Dr. Macgregor's remarks on the involuntary and unwelcome nature of the
visions is borne out by what Scheffer, as already quoted, says concerning
the Lapps.

In addition to visions which thus come unsought, contributing knowledge of
things remote or even future, we may glance at visions which are provoked
by various methods. Drugs (_impepo_) are used, seers whirl in a wild
dance till they fall senseless, or trance is induced by various kinds of
self-suggestion or 'auto-hypnotism.' Fasting is also practised. In modern
life the self-induced trance is common among 'mediums'--a subject to which
we recur later.

So far, it will be observed, our evidence proves that precisely similar
_beliefs_ as to man's occasional power of opening the gates of distance
have been entertained in a great variety of lands and ages, and by races
in every condition of culture.[23] The alleged experiences are still
said to occur, and have been investigated by physiologists of the eminence
of M. Richet. The question cannot but arise as to the residuum of fact in
these narrations, and it keeps on arising.

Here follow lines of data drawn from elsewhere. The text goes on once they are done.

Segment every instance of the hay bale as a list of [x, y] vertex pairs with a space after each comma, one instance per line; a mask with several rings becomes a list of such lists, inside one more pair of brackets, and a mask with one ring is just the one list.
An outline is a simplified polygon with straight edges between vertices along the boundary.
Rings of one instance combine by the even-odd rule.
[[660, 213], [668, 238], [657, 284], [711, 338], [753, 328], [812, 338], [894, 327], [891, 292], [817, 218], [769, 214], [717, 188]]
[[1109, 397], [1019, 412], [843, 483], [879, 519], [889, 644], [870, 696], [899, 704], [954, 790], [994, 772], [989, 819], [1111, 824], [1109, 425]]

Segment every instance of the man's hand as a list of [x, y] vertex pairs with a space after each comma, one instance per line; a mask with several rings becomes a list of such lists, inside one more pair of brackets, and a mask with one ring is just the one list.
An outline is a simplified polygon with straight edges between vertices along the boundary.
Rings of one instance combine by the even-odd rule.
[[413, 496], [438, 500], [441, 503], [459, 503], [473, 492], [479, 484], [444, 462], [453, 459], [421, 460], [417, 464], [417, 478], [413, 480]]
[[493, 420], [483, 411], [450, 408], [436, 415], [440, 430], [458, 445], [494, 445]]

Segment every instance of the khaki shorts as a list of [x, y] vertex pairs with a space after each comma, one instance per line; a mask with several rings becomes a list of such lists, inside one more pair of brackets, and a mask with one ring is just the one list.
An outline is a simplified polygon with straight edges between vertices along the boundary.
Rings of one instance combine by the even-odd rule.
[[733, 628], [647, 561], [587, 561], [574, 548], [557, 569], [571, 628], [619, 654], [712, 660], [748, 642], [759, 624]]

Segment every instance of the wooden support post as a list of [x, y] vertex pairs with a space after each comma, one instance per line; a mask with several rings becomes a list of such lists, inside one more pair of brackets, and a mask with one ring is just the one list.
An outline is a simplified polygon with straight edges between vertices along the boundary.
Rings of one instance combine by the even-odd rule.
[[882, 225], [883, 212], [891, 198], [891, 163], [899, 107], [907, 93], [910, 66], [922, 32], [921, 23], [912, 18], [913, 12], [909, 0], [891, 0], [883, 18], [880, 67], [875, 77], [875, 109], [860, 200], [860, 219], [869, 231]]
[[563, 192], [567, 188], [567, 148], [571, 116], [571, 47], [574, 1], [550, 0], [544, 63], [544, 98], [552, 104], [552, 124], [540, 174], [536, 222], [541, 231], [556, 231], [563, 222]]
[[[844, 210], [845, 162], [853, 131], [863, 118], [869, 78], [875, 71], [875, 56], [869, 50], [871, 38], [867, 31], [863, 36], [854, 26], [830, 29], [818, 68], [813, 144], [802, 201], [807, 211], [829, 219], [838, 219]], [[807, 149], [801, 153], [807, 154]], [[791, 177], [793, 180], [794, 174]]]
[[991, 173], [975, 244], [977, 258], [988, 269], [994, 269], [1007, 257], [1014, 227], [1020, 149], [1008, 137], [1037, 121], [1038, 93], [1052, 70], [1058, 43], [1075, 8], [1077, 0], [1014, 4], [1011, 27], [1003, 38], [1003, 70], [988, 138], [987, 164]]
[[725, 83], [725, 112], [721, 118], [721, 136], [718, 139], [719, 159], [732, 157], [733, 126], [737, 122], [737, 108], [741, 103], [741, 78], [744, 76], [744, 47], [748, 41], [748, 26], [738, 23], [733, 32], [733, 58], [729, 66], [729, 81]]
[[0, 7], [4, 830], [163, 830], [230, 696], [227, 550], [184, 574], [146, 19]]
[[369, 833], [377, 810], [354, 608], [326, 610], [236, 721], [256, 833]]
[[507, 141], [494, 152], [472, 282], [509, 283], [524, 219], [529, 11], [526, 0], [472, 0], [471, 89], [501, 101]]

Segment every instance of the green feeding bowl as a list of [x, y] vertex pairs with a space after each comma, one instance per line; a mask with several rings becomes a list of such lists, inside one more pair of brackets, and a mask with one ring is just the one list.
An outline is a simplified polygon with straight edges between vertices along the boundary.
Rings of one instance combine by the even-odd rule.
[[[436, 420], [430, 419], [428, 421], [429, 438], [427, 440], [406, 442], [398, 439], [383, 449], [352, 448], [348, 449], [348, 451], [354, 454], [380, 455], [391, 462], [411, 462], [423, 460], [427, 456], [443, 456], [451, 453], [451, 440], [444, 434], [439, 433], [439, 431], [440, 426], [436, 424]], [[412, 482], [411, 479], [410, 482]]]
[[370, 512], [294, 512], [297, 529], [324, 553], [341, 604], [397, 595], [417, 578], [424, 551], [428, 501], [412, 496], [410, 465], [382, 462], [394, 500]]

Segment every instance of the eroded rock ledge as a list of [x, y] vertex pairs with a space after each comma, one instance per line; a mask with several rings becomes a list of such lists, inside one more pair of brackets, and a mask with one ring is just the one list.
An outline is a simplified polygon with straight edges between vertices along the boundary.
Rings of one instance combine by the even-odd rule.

In the following chapter we discuss a mode of inducing hallucinations
which has for anthropologists the interest of universal diffusion. The
width of its range in savage races has not, we believe, been previously
observed. We then add facts of modern experience, about the authenticity
of which we, personally, entertain no doubt; and the provisional
conclusion appears to be that savages have observed a psychological
circumstance which has been ignored by professed psychologists, and which,
certainly, does not fit into the ordinary materialistic hypothesis.